Scotland was poised Thursday to become the first country in the United Kingdom to outlaw spanking and other physical punishment for children.
The bill, if passed, would “give children the same legal protection from assault that adults currently enjoy,” says John Finnie, a member of the Scottish Parliament who introduced the bill.
At least 57 other countries already ban child corporal punishment, with Sweden becoming the first to do so, in 1979, according to the BBC.
Adults and caregivers can currently use “reasonable” physical force as punishment, but the majority of the Scottish Parliament supports the ban, the British broadcaster reported.
“I hope that Scotland will take this opportunity and then it can say with some justification that it’s the best place for a child to be brought up,” Finnie told the British Press Association.
Paediatricians group: Ban spanking
The Scottish law would ban all forms of physical punishment, including smacking, kicking, shaking, throwing or scratching children, among other forms of assault, according to the BBC.
In practice, Scottish law currently allows some hitting or smacking of children under 16 on their bodies, but does not allow hitting on their heads or shaking, the BBC reported.

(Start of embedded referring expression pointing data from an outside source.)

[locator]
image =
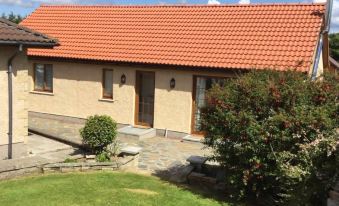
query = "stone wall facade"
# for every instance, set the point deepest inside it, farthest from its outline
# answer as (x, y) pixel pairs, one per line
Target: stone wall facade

Opponents of the Scottish bill, however, say it would unnecessarily criminalize otherwise good parents.
“Seeking to further the protection of children is highly commendable, but a smacking ban is not the way to do it,” Jamie Gillies, from the opposition group Be Reasonable, told reporters. “The government should invest in current services, which are already hard-pressed, and bolster their ability to identify and tackle abuse.”
Physical punishment for children can lead to behavioural, cognitive, psychosocial, and emotional problems, the American Academy of Pediatrics said in a 2018 policy statement that advises parents against physical and verbal abuse of children.
In February, the American Psychological Association also called for a ban to spanking because of short- and long-term harm to children.
“The research on the adverse outcomes associated with physical discipline indicates that any perceived short-term benefits of physical discipline do not outweigh the detriments of this form of discipline,” the group said in its Resolution on Physical Discipline of Children By Parents.
Effective in 1990, the United Nations Convention on the Rights of the Child calls on member states to “take all appropriate legislative, administrative, social and educational measures to protect the child from all forms of physical or mental violence.” The United Kingdom has ratified the convention.
In the United States, which signed the UN Convention but didn’t ratify it, corporal punishment is still allowed in homes and in schools in some states, according to the Global Initiative to End All Corporal Punishment of Children.